No doubt because of his own experiences, in 1849 Henderson came forward to defend homeopath John Ozanne, leading to the first legal case for libel against homeopathy, which Ozanne won handsomely. John Forbes accompanied Henderson to Ozanne‘s defense, where Forbes declared that it was “but simple justice to admit that Hahnemann was a man of profound learning and perfect integrity, and that many of his disciples were sincere, honest and learned men.”

Henderson continued to defend homeopathy for the rest of his career and was a key figure in the conversion of many Scottish allopaths, including David Wilson who changed his stance after reading one of Henderson’s books.
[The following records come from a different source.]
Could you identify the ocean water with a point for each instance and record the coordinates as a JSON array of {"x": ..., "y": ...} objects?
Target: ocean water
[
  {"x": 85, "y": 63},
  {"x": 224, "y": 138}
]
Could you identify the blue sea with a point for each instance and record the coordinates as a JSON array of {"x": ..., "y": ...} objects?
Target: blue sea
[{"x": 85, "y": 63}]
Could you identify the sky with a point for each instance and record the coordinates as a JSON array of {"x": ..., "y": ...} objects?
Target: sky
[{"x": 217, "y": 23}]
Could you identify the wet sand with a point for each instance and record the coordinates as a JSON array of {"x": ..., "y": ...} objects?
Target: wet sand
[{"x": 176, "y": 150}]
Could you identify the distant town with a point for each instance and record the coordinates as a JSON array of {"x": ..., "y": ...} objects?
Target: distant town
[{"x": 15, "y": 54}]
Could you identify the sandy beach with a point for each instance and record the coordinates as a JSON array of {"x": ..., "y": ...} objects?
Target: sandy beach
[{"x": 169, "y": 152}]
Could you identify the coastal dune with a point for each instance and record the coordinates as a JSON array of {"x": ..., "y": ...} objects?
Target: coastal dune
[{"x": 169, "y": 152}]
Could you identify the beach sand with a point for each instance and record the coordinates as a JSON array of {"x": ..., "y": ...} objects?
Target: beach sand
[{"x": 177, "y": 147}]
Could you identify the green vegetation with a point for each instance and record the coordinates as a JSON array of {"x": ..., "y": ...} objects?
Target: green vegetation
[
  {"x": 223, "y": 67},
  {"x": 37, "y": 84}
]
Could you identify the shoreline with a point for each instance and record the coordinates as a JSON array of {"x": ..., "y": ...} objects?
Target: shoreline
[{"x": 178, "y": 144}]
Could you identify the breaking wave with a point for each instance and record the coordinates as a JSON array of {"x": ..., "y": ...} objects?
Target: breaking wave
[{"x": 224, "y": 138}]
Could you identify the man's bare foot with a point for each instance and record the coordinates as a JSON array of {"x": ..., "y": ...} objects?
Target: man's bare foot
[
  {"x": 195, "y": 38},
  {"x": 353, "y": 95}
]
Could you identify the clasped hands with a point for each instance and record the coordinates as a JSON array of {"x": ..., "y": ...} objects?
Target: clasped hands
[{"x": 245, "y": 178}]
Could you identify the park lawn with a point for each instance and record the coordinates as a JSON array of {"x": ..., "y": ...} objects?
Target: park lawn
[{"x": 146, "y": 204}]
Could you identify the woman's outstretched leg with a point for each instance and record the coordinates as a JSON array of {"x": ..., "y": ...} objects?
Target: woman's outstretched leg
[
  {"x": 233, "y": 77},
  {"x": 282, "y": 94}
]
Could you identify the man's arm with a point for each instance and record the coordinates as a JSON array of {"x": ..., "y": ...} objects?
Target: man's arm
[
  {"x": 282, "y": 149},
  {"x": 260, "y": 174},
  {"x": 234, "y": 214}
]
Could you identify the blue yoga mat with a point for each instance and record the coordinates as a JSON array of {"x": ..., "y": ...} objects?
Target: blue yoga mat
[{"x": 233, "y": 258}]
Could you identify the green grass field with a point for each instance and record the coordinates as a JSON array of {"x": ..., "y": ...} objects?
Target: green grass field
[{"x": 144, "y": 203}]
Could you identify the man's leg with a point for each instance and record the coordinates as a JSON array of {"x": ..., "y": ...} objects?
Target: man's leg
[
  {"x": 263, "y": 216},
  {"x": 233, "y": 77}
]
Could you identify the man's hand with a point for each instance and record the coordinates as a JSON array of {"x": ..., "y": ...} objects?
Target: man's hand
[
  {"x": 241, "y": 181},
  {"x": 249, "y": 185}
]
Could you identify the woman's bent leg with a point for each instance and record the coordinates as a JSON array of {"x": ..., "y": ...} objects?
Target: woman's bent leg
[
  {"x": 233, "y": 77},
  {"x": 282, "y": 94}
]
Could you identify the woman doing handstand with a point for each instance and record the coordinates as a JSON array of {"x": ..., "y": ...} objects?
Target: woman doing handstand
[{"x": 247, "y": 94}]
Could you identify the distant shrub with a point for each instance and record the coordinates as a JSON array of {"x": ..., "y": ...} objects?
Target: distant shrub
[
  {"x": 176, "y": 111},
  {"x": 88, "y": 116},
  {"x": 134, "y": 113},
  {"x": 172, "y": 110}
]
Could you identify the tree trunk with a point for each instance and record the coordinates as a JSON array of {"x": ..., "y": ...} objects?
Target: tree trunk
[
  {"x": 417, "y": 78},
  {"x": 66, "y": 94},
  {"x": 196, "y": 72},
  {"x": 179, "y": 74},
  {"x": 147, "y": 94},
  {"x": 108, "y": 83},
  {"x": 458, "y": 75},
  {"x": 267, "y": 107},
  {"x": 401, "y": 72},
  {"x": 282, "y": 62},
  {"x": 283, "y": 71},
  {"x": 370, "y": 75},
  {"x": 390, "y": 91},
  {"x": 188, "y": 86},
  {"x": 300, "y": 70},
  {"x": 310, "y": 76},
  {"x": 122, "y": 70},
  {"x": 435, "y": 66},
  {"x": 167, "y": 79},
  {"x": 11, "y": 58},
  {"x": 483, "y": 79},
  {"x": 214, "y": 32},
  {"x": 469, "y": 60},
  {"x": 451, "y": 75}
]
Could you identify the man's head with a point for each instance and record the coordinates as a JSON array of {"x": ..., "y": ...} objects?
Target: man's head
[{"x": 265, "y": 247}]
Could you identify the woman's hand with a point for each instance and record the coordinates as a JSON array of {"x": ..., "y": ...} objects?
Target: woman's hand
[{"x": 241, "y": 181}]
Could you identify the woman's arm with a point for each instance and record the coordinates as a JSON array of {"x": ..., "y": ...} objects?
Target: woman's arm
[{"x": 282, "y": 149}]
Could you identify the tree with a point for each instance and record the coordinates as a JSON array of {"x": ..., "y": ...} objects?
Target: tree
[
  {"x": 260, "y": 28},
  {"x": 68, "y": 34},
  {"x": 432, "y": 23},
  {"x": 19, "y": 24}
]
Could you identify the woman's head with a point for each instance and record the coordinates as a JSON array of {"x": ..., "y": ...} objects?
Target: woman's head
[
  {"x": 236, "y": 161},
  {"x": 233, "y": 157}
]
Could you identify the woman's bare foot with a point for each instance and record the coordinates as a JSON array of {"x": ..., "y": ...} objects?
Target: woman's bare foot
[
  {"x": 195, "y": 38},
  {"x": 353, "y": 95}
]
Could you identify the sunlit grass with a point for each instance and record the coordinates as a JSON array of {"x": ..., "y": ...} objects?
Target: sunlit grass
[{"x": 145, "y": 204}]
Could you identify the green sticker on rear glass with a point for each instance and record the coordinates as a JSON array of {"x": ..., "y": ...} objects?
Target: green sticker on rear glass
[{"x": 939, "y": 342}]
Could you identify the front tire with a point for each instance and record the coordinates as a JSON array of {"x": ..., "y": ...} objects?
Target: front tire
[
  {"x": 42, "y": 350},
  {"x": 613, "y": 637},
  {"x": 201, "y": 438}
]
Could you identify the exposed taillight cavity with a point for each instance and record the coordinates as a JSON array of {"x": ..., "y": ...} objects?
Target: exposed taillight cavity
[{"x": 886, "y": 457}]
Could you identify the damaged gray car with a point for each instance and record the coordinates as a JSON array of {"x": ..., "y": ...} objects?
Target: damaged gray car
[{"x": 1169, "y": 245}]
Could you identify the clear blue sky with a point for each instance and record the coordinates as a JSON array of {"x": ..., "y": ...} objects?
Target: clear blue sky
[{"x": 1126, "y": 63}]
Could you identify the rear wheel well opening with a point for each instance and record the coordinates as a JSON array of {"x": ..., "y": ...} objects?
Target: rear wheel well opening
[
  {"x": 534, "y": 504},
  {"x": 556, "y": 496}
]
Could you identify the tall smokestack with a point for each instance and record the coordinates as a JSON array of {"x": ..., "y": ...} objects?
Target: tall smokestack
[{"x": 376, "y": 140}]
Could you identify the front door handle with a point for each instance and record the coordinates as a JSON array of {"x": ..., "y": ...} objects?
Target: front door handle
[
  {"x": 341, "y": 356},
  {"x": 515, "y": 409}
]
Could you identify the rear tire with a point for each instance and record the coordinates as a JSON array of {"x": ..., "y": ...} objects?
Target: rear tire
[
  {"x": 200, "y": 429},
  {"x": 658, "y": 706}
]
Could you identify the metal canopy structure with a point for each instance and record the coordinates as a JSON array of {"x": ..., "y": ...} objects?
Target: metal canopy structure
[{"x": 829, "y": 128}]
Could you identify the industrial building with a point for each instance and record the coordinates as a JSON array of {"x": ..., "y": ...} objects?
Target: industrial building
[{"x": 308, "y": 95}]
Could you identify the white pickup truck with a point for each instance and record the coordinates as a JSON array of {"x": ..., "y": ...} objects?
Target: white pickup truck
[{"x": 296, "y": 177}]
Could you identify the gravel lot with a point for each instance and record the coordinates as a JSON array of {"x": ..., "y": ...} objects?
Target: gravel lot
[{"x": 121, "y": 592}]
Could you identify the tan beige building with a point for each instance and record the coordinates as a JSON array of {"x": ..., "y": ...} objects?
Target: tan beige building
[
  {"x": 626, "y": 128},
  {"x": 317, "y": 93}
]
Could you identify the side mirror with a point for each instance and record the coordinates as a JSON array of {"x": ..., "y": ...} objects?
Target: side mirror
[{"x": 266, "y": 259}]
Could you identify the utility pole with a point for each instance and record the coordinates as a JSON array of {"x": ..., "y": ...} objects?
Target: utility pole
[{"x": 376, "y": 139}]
In addition to his books on the subject, Henderson also contributed to the homeopathic periodical literature. Not least, his series of “Essays on General Pathology” in the British Journal of Homoeopathy. Arguably the most important of these essays was a comparison Henderson undertook of the treatment of pneumonia by homeopathic, allopathic, and expectant methods in Volume 10.

Eventually the persecution Henderson endured took its toll and in the winter of 1868 his health began to fail. The following year he recognized the symptoms of aortic aneurysm, a disease he had studied in depth earlier in his career. He resigned his chair and retired from practice, intending to write extensively on homeopathy. However, the disease moved rapidly and Henderson was rendered housebound for the last year and a half of his life. He died on 1 April, 1872, aged 62.

The concluding lines of his obituary in the May 1872 British Homeopathic Review underscored the impressive legacy Henderson left:

“The loss of Henderson to homoeopathy is great. His example, however, remains to us, and it is a bright one. Unswerving in his fidelity to what he beloved to be true, in the interests of truth, regardless alike of the entreaties of friends, of the prospects of professional distinction, of the emoluments which, in the form of a consulting practice, lay before him – Henderson, during five-and-twenty years, stood out from the crowd of professional self-seekers by whom he was surrounded, alone, scorned, sneered at, and defamed by lying lips innumerable! Such a character is all too rare at this period of the world’s history – far rarer in the profession of medicine than is pleasant to contemplate.”